How many times have you tried to understand a sentence from a scientific article only to give up thinking it was written in a foreign language? Yes, I know, for many English – the lingua franca of international science, technology, business, aviation… – is a foreign language. What I’m referring to is the over-use of acronyms, abbreviated words or phrases and jargon, which irritatingly decorate far too many scientific papers.

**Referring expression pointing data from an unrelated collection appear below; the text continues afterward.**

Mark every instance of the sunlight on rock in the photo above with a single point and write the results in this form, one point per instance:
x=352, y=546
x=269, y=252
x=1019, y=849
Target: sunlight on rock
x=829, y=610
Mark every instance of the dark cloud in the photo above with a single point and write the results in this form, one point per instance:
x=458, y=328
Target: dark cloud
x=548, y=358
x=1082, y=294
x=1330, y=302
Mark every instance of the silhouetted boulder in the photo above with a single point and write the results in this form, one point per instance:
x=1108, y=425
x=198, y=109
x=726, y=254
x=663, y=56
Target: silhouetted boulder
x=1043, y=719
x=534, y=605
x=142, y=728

Whilst one acknowledges that discipline-specific technical terms are necessary, all too often this terminology seems deliberately designed to be understood only by ‘those in the know’ – i.e. the privileged few admitted to some secret society – and intended to keep out ‘impostors’ and prevent the barbarians from entering the citadel of truth and polluting its ranks. This approach can be self-defeating in that it alienates people – potential recruits – to the particular scientific discipline. And, if it is perpetuated and becomes widespread in other forms of science writing, then it runs counter to the promotion of the public understanding of science (PUS – who on earth dreamt up that acronym??) remit with which scientists are charged. Furthermore, such terms – far from helping – usually get in the way of clear thought and expression or – and worse! – comprehension on behalf of the readers. Language should be about communication, moving an idea from the brain of one individual into another’s. To work effectively it should do this in an efficient, clear and unambiguous way.
Well, it seems that enough is enough: the case against the over-use of acronyms and the like in scientific papers has been made in a Nature Methods Editorial (8: 521, 2011), albeit by ‘author unavailable’, entitled ‘NUAP (no unnecessary acronyms please)’. Apart from a major issue that few so-called acronyms are actually acronyms, the short piece concludes that ‘acronyms used sparingly and in the right circumstances can aid in communication. But overuse or improper use has the opposite effect. We hope researchers will find the right balance’. Hear, hear! And whilst I’m astride my hobby-horse, can we not restrict – ban? – use of the word ‘novel’ that appears so frequently in article titles ‘Novel gene for this’, ‘Novel gene for that’, etc. Well – and I realise that this must come as a shock to many – genes aren’t actually novel(!). They’ve probably been around for hundreds of millions of years since they were first intelligently designed, created and/or evolved, but in the 20th and 21st centuries they aren’t novel. OK, we humans may have recently discovered what a gene does, but over-hyping the work by tagging it with the adjective ‘novel’ is too much for the more humble amongst us (and, anyway, only serves to emphasise our own ignorance of matters biological). I feel so much better now! Sorry, but sometimes you just got to let it out.